Agenda item

Financial outturn 2019-20

To consider the report of the Head of Finance.

Minutes:

Cabinet member for finance and corporate assets, Councillor Andrew Crawford, introduced the report.

 

Officers Simon Hewings, Interim Head of finance, and Richard Spraggett, Finance business partner, were present to answer questions.

 

This report outlines the revenue and capital outturn for 2019-20.

 

On revenue, there is an underspend of £1.5 million on net service expenditure. Half of this underspend is for one-off schemes which have been carried over to 2020-21. Details are in the report.

Capital: underspend of £3.5 million, details and significant variances are detailed in the report.

 

Chair welcomed the committee to ask questions. The discussions are outlined below:

 

  • Item 12: variance due to empty commercial properties. This was queried and finance officers will prepare a written response.
  • Planning fees – they were below target due to a market slowdown.
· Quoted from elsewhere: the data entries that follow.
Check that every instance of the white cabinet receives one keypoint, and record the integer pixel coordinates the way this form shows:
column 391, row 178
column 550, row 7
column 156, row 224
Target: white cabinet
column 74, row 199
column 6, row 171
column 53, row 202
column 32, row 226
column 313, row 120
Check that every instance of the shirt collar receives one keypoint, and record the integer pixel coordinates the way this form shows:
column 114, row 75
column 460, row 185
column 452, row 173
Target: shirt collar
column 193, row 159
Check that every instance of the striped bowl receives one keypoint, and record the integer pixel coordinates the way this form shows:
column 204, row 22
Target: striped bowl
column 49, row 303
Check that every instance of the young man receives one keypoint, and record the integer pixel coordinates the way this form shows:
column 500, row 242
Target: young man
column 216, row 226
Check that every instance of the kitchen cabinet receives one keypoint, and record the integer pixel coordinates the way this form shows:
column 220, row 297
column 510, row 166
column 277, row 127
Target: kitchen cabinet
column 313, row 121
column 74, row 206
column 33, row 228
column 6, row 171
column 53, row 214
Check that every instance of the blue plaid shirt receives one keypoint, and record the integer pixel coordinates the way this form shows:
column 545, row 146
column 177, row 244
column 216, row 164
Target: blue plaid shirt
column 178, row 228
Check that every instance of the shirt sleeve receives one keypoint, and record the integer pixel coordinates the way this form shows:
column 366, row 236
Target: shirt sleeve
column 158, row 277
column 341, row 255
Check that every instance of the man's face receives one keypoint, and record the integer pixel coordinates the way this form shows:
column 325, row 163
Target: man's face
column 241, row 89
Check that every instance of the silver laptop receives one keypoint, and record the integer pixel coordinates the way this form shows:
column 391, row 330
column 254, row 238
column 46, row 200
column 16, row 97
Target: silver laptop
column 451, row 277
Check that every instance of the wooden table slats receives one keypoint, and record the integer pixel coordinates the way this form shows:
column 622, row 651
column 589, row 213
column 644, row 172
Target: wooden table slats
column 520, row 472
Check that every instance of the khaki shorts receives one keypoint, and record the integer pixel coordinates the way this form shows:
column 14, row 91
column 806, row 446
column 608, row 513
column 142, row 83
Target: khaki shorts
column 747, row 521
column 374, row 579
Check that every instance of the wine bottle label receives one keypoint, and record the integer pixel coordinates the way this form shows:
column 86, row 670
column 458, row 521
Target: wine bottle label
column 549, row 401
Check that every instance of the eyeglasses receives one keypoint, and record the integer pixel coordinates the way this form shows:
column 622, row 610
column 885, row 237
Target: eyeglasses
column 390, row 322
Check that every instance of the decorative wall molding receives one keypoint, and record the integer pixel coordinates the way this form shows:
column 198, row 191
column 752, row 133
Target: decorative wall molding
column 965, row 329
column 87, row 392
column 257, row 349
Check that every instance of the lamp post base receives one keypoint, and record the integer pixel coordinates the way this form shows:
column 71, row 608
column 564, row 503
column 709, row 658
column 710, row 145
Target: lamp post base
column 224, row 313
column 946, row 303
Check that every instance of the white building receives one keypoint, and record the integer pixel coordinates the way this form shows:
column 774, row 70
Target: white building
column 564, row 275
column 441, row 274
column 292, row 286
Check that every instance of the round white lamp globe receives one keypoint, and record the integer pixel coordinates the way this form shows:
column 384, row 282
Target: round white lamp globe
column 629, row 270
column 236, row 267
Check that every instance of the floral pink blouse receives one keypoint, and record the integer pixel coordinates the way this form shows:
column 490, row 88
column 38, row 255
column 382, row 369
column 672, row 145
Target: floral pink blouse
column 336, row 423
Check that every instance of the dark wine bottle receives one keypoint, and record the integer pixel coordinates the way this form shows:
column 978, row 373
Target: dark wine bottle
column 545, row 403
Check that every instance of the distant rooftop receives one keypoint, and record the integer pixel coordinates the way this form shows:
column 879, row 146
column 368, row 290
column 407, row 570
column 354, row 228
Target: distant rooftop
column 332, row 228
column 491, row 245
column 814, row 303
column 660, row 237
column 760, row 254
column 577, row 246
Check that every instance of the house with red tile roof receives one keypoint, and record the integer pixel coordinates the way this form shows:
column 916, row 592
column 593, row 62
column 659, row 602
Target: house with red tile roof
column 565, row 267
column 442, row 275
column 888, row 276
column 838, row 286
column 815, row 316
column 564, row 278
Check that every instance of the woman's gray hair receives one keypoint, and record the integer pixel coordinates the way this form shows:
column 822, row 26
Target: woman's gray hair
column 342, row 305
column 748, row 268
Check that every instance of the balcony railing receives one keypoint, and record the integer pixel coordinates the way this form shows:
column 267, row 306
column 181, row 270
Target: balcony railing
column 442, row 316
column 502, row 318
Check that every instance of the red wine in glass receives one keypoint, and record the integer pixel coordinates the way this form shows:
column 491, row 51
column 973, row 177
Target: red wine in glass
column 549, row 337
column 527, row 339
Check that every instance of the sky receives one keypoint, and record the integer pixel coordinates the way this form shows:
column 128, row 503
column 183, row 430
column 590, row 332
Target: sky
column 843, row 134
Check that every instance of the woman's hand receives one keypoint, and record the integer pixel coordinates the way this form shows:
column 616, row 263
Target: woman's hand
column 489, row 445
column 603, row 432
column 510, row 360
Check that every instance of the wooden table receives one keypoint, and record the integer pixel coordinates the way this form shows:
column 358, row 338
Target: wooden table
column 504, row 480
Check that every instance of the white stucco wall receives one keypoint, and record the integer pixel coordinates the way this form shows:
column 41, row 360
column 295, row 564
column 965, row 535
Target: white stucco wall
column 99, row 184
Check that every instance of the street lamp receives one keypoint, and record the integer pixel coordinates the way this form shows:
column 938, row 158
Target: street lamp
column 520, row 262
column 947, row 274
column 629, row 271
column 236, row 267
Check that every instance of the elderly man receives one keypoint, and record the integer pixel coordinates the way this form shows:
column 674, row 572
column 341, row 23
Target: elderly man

Finance officers will provide a written response. Officers did add that there was some uncertainty and a slow down due to leaving the EU.
  • Page five – officers clarified the contingency figure. This figure is broken down in table three.
  • Table three – £1.6 million for grants and contributions – finance officers explained that this figure is for housing benefit payment and housing subsidy – see table two.
  • Page eight, table four – the last two years variance is around £700,000, it was asked if officers could add some previous year’s values to see the trends? Officers responded that they’ve tended to see that the number was bigger previously. In recent years, officers have worked to tackle excess budgets and reduce the variance. Written answer to follow.
  • Housing benefits and rent allowances – table two, page five – it was asked what a rent allowance overpayment is? Officer responded that if a recipient of the benefit doesn’t notify of a change in circumstances, the council is entitled to claim back the overpayment and we will get a government subsidy for part of that overpayment. It is a difficult debt to collect. Universal credit is lowering this – there are no new customers and this also impacts rent allowance income. There was a Department for Work and Pensions issue regarding getting information. There is now more real-time reporting, so there are less overpayments.
  • When is the audit taking place? What variance is being expected? Officers replied that the audit is expected at the end of 2020 or early 2021. There is not normally an issue with revenue outturn. These are not the biggest numbers in the accounts. Unlikely to see a significant change. If there is a material change (unlikely) it may come back to scrutiny then, if requested.
  • Page nine – slippage: These are capital items, and these are listed in appendix four. There is not that many of them – Faringdon Leisure pitch is one – there were technical issues and this project will move into 2020-21. Affordable housing is the largest – this has gone to Council and the budget will be used but waiting to be attached to projects. Some of the affordable housing is linked to Growth Deal, its being dealt with. Optimism is being replaced with realistic profiles, and especially this year where there have been unexpected events and we can still expect slippage for this year because of that.
  • It was confirmed that capital cannot be transferred to revenue, this is because of government regulations. There are strict rules on what counts as revenue.

 

Chair thanked officers and Cabinet member for bringing the report to scrutiny.